Background:the ancient igneous and metamorphic basement rocks of Orkney comprise three rock types,
- neisses (with amphibolite)
- foliated granites and
- minor and late, undeformed granite and aplite veins

The oldest rocks in Orkney are the granite gneisses and schists exposed in West Mainland at Yesnaby, Stromness and on Graemsay (Strachan, 2003). The absolute age of the Orkney basement rocks is unknown. The rocks resemble migmatised Moine rocks found within the Kirtomy Nappe above the Swordly Thrust in eastern Sutherland.

Basement Moine Map
These rocks, and by inference the Orkney inliers, with mica schists, psammites and subordinate semipelites belong to the Loch Eil Group of the Moine, with a sedimentary age of about 950 million years.
Recent work on the rims of Zircon crystals which grew during migmatisation has given ages of 461+/- 13 million years for the Kirtomy assemblage and 467+/-10 million years for the Naver assemblage establishing the presence of a middle Ordovician (Taconic) tectonothermal event.
This is in contrast to the age of gneiss formation and migmatisation recorded in Moine rocks of the south-western part of the Northern Highland block and older rocks of the Central Highlands where the main tectonothermal event is dated about 840+/-11 million years. Detrital Zircons within the sedimentary precursors of these migmatites fall in the age range of 1,850 to 1,000 million years indicating that deposition of the Moine sediments in Sutherland probably occurred later than 1,000 million years ago.
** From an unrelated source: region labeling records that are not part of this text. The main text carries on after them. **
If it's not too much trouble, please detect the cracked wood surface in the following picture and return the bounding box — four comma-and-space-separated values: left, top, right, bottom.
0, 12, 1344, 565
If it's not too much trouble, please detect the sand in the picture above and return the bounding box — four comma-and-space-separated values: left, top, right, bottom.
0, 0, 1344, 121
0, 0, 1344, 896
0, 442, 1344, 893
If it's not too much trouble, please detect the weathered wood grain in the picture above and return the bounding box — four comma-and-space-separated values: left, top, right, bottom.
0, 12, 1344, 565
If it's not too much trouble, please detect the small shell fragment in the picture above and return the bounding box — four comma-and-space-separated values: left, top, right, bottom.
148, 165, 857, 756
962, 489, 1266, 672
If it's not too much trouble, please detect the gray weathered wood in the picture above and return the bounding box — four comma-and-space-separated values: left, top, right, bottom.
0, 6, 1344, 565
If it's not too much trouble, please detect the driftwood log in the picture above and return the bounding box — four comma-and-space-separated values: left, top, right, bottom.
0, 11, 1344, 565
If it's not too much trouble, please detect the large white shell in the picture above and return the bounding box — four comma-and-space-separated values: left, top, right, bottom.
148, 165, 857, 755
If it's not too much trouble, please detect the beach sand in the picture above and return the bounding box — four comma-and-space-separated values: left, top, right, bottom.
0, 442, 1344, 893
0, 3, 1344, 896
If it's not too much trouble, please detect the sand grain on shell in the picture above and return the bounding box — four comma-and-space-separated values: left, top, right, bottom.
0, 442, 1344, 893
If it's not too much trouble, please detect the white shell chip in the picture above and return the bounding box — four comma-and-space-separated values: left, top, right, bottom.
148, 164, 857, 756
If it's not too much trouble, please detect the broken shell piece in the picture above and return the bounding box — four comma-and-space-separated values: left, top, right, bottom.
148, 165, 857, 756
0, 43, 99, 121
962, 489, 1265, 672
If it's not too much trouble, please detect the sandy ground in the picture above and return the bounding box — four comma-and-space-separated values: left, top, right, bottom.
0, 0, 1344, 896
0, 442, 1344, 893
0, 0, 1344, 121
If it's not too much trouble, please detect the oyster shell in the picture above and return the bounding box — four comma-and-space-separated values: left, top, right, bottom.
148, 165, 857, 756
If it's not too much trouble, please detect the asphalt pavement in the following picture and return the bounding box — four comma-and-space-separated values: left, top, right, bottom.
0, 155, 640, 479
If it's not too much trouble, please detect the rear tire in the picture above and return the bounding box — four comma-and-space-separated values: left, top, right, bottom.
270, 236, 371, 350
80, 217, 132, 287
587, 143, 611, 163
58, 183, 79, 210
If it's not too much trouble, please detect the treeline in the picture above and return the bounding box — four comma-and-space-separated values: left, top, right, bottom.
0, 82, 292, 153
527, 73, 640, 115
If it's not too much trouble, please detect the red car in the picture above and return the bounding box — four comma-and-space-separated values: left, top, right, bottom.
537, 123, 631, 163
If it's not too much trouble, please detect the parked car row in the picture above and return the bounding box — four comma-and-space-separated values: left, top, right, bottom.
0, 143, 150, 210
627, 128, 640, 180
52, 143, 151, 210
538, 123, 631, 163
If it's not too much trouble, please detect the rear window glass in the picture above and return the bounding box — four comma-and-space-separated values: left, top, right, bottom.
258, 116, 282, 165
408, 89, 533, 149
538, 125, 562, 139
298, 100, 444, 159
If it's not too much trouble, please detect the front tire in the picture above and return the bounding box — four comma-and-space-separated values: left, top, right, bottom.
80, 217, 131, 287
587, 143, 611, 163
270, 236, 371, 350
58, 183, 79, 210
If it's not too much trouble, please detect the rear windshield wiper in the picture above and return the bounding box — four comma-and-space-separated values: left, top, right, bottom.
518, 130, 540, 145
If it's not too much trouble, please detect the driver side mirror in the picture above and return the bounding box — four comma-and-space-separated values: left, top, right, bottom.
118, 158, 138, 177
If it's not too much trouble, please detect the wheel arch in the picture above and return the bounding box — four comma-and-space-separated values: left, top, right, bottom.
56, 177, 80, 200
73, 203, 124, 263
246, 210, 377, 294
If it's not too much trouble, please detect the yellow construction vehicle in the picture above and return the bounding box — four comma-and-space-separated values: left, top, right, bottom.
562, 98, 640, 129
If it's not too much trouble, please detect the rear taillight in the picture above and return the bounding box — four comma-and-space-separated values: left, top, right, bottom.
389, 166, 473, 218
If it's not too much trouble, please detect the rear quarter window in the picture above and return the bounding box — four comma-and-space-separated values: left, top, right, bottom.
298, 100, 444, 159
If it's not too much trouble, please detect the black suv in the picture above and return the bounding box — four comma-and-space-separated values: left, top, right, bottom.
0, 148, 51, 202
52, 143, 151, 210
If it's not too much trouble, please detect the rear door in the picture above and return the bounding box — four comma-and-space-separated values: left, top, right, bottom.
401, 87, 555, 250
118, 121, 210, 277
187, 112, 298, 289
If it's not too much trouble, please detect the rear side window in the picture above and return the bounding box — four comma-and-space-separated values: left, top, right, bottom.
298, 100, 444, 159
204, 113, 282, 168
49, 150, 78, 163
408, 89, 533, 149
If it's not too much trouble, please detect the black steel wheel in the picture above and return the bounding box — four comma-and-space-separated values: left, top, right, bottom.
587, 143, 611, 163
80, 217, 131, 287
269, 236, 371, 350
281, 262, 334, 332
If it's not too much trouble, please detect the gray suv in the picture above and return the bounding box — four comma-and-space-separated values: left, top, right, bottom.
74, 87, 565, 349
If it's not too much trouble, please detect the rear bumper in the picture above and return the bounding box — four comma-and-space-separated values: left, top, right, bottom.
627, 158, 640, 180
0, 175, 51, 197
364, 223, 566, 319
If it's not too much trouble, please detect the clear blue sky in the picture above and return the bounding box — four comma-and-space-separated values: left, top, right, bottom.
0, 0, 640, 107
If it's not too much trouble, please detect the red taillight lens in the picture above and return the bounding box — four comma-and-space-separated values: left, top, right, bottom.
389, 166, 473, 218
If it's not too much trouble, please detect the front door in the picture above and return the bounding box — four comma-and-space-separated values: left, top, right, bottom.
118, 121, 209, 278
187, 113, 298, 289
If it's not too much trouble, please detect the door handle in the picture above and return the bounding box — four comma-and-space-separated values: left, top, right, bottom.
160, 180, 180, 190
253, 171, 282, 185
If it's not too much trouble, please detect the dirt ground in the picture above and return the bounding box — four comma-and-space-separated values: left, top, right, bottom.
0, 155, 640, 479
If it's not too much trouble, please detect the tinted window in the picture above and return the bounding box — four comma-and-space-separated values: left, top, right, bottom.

After a long period of burial in the crust of the Earth, these rocks were thrust to the surface during the Caledonian Mountain building episode between 500 and 400 million years ago. By the close of this period deep erosion had exposed the gneisses as a series of low domes. a terrain that was then buried by the breccias, conglomerates and sandstones of the Early Devonian including in Orkney the Harra Ebb Formation.